AKP’li yıllar ve hukuk sistemi
Erdoğan’ın konuşmasındaki bir diğer vurgu ise adalet üzerine idi. Erdoğan adaletten bahsederken ülkedeki hâkim ve savcı sayısının arttığını ve bunun daha adil bir ülke yarattığından dem vuruyor. Böylece yapılan yeni adalet sarayları ile “merdiven altında adalet dağıtılan eski Türkiye manzaralarına” son verdiğini iddia ediyor. Oysa ki AKP döneminde en çok tartışılan konulardan biri yargının saray rejimine tabii olması ve hapishane sayılarının artması idi. Son yıllarda ise AKP-MHP rejimi kendi Anayasasını bile paçavra gibi buruşturup çöpe atmış, yargı erki sarayın kullandığı bir aparata dönüştürülmüştür.

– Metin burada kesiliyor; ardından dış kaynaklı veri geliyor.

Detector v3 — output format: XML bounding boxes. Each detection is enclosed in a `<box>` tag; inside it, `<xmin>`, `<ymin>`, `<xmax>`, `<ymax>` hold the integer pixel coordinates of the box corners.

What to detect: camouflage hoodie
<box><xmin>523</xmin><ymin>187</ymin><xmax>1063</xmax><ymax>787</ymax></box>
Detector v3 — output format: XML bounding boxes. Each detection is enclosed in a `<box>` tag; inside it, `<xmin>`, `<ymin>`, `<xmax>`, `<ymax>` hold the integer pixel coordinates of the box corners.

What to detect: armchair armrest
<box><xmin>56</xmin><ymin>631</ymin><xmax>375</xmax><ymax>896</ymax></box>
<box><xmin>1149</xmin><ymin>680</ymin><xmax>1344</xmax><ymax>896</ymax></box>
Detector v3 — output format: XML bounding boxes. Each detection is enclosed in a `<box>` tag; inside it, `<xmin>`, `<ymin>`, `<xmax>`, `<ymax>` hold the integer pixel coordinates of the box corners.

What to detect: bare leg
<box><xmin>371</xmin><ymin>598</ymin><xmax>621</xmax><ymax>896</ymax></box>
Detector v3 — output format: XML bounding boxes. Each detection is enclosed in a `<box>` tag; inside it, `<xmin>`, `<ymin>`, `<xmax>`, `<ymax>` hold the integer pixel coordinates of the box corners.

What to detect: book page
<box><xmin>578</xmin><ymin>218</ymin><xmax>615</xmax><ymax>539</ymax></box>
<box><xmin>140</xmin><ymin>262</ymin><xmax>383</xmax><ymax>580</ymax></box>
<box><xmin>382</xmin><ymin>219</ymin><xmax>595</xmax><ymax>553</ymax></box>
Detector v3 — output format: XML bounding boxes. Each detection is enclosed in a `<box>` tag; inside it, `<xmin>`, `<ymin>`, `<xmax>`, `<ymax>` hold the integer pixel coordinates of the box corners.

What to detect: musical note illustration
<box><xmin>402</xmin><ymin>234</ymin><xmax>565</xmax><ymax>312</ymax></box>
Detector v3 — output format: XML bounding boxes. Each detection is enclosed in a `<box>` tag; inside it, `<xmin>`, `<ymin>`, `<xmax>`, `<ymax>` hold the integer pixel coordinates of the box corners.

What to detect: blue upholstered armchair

Öte yandan, Türkiye’de özellikle siyasi davalarda talimatla iş yapmayan savcı veya hakim neredeyse kalmadı. Gezi davası ve Kobani davalarında kesilen siyasi cezalar, artık kırıntısı bile kalmayan burjuva hukukunun da tam bir çöküş içinde olduğunu kanıtlıyor.
AKP’nin kurduğu bu “adil düzende” mafya ve çetelerin, uyuşturucu kaçakçılığı yapanların, kara para aklayanların, kadın katillerinin, çocuk tecavüzcülerinin, dolandırıcıların vb. suçluların açık ve aleni bir şekilde cezasızlıkla ödüllendirildiğini görüyoruz. Boğazına kadar yolsuzluğa batmış yandaş şirketler ve havuz medyasının hiçbir şekilde denetlenmediği ve cezalandırılmadığı, tersine hibeler, vergi afları ve yeni teşviklerle ödüllendirildiğini görüyoruz.
Erdoğan’ın ünlü “ileri demokrasi” palavrasını pazarlamaya başladığı günden bu yana demokratik hak ve özgürlüklere adım adım daha azgınca saldırıldı. İşçilere, emekçilere, öğrencilere, öğretmenlere, gazetecilere, akademisyenlere, sanatçılara, kadınlara, Kürt halkına, Alevi inancına saldırıldı. Kendisine biat etmeyen toplum kesimlerini devlet şiddetiyle sindirmeye çalıştı. Kendisi hakkında yapılan suçlamaları kabul etmediği gibi, rejimin ucubeliklerini eleştirenleri “terörist” ilan etti. Konuşma dili baştan sona küfür, tehdit, hakaret, şeytanlaştırma gibi iğrenç içeriklerle bezeli hale getirildi.
Öte yandan, AKP’li yıllar siyasi “açılımların” yaşandığı bir dönemdir aynı zamanda. Başta “çözüm süreci” olmak üzere sözde “Kürt açılımı”, “Alevi açılımı”, “Roman açılımı” gibi siyasal açılımlar ile sahte vaatler verilmiş ve ardından bütün bunların üstü çizilmiştir. Seçim hezimetine uğradıklarında, tüm bu söylemleri bir kenara iterek azgınca yaptığı saldırılarla iktidarını tahkim edebilmek için ülkeyi kana buladıklarını dönemin AKP’li başbakanı Ahmet Davutoğlu bir konuşmasında itiraf etmiştir.
Son olarak
AKP özet olarak, adalet ve hukuk kavramının artık kırıntısının dahi bırakılmadığı, eğitim ve öğretim sisteminde laik ve bilimsellikten uzak dinci-gerici müfredatla gençliğin kuşatıldığı, kapitalistlere her türlü imtiyaz tanınırken işçi ve emekçilerin haklarının her geçen gün tırpanlandığı, yap-işlet-devret modeli ile yandaş şirketlere kâr garantili kamu ihalelerinin peşkeş çekildiği, sürekli kendini tekrarlayan ekonomik ve sosyal krizlerin faturasının geniş kitlelerin sırtına yıkıldığı, gençliğin geleceksizliğe itildiği, kadınların katledildiği ve yaşam haklarının giderek kısıtlandığı, muhalif gazetecilerin tutuklandığı, hiçbir alanda liyakatin kalmadığı bir dönemin hem yaratıcısı hem uygulayıcısıdır.
Tüm bunlar, AKP’li yılların Türkiye’nin en karanlık dönemlerinden biri olduğunu inkâr edilemez bir şekilde gözler önüne sermektedir. Erdoğan’ın “Türkiye’yi yasakların, baskıların ve korkuların kol gezdiği bir ülke olmaktan çıkardık” sözünün ne kadar anlamsız, dayanaksız ve riyakarca olduğunu 23 yıllık panoramadan görebiliyoruz.